Are you able to give me a more detailed example?

Thank you~

knoxcard commented 5 years ago

@PrasannaBrabour - Try this...

var tr = require('tor-request');
tr.request(url, (err, res, data) => {
     data = data.toString().normalize('NFD').replace(/[\u0300-\u036f]/g, '').replace(/[^\w\s]/gi, '')
     console.log(data)
 })

Please let us know the outcome...thanks!

PrasannaBrabourame commented 5 years ago

@knoxcard It is not working it just replace the Unicode character.

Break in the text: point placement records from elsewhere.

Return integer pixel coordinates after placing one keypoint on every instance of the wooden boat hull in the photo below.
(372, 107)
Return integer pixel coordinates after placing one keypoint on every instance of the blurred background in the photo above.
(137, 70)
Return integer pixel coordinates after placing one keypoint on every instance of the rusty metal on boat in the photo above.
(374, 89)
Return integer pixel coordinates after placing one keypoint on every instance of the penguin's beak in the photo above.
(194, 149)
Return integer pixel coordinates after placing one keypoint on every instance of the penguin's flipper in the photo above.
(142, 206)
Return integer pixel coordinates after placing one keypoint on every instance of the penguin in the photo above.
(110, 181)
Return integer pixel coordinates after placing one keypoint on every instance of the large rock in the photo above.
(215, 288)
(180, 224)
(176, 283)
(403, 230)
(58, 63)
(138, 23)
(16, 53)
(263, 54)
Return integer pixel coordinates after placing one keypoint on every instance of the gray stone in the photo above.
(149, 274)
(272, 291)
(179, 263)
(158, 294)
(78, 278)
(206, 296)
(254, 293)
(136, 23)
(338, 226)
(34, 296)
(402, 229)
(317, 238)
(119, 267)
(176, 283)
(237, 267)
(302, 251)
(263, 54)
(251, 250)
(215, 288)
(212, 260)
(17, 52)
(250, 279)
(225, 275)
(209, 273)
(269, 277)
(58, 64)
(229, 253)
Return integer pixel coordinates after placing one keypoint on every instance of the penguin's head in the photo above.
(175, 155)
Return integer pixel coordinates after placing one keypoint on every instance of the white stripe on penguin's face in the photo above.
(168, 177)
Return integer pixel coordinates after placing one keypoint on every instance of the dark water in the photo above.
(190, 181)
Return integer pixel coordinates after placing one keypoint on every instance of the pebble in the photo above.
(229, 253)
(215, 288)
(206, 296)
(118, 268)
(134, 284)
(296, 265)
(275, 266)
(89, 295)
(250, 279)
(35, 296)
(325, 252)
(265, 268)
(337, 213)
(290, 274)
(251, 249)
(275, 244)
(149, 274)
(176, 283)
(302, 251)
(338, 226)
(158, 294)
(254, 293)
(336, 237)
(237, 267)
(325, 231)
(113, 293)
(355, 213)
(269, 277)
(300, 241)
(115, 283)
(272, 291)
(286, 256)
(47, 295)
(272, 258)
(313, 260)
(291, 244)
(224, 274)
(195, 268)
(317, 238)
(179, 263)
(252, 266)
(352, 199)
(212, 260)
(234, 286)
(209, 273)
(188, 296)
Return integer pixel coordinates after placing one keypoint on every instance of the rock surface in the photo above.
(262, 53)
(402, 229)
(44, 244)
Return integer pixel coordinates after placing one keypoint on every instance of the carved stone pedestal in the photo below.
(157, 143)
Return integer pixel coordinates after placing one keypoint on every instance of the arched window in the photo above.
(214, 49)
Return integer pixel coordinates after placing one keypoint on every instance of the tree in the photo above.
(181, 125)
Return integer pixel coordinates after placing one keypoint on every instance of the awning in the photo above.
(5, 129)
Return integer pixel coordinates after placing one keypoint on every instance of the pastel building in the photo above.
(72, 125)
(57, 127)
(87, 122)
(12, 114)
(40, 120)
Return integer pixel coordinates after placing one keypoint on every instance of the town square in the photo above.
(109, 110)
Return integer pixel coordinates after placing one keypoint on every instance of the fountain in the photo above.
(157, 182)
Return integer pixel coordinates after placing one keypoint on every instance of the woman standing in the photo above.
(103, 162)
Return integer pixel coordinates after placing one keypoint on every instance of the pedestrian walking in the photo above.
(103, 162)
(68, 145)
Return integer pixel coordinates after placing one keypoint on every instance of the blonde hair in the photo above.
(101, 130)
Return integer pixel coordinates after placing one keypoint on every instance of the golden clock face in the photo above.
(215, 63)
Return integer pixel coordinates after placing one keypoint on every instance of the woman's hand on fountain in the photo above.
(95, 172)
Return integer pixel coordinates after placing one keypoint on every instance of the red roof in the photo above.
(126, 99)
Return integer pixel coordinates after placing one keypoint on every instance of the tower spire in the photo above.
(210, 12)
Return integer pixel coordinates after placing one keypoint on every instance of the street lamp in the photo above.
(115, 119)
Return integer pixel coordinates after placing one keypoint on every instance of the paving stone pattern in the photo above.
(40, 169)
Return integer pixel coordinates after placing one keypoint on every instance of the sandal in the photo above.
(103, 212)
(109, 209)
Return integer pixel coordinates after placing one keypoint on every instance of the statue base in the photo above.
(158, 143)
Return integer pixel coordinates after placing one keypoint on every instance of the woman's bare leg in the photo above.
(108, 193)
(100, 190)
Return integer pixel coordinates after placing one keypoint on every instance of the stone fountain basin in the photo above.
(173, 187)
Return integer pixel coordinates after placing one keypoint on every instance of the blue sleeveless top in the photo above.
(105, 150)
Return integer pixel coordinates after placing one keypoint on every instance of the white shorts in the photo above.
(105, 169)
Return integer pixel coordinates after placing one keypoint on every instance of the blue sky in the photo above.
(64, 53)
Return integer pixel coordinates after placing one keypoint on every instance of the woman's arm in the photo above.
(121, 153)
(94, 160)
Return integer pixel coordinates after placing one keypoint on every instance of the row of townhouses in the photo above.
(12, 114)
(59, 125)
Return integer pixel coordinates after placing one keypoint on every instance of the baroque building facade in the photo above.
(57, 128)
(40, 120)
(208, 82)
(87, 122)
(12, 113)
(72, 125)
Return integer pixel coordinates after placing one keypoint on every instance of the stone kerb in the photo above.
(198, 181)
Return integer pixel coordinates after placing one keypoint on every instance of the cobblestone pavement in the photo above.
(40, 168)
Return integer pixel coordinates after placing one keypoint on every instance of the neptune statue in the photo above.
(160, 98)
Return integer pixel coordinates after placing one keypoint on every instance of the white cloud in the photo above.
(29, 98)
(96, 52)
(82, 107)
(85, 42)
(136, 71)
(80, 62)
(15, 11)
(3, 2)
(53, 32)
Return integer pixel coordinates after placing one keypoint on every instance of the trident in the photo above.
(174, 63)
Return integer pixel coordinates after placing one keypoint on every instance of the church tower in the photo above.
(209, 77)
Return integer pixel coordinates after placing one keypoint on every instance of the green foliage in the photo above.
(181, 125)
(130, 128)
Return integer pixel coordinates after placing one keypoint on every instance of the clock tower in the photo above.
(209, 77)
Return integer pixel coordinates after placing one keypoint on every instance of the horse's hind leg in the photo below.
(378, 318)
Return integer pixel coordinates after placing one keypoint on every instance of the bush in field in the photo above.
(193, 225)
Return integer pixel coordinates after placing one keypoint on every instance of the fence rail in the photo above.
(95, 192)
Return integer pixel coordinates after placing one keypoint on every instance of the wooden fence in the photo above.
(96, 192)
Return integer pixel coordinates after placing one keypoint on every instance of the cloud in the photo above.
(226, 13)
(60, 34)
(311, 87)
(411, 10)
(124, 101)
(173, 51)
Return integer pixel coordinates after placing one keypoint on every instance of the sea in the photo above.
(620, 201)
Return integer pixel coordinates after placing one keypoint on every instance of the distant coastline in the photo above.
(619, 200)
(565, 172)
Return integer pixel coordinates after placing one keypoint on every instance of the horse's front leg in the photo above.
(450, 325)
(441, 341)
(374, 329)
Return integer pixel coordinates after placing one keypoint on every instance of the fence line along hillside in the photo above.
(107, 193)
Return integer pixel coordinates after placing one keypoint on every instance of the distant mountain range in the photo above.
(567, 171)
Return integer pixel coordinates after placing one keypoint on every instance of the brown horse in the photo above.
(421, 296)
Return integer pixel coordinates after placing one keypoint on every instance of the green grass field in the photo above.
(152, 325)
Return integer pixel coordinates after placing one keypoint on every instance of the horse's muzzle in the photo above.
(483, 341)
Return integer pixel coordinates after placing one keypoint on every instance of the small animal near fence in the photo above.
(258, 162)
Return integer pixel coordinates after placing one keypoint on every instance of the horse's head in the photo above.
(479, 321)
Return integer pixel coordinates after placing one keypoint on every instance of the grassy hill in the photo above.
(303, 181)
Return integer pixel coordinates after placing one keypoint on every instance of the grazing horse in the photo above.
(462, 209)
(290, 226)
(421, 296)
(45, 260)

I need the original character in output

PrasannaBrabourame commented 5 years ago

@talmobi In the content request body.

PrasannaBrabourame commented 5 years ago

@talmobi @knoxcard Is there any possibilities to send request with header "UTF-8". Let me know

talmobi commented 5 years ago

@PrasannaBrabourame yes there is, see the README: https://github.com/talmobi/tor-request#custom-headers

Basically uses the same format as the request module.

knoxcard commented 5 years ago

@PrasannaBrabourame - yes I'd suggest doing what @talmobi just stated.

PrasannaBrabourame commented 5 years ago

@talmobi Even after setting the custom header having the same issue. Please find the below code. tr.request({ url: ``, headers: { 'user-agent': 'giraffe','Content-Type': 'text/html', 'charset':'utf-8' } }, function (err, proxyres, body) { // body = body.toString().normalize('NFD').replace(/[\u0300-\u036f]/g, '').replace(/[^\w\s]/gi, '') if (err) { console.log(err) } if (!err && res.statusCode == 200) { res.send(body) } });

PrasannaBrabourame commented 5 years ago

@knoxcard Even after trying that also the same error happens

knoxcard commented 5 years ago

@PrasannaBrabourame - can you post your full code?

PrasannaBrabourame commented 5 years ago

@knoxcard let result = req.body; tr.request({ url: https://www.worldcat.org/title/science/oclc/52065228?client=worldcat.org-detailed_record&page=endnote, headers: { 'user-agent': 'giraffe','Content-Type': 'text/html', 'charset':'utf-8' } }, function (err, proxyres, body) { if (err) { console.log(err) } if (!err && res.statusCode == 200) { res.send(body) } });

talmobi commented 5 years ago

Halåj~

Related bug fix in newest version tor-request@3.1.0 and working examples at the end of this post.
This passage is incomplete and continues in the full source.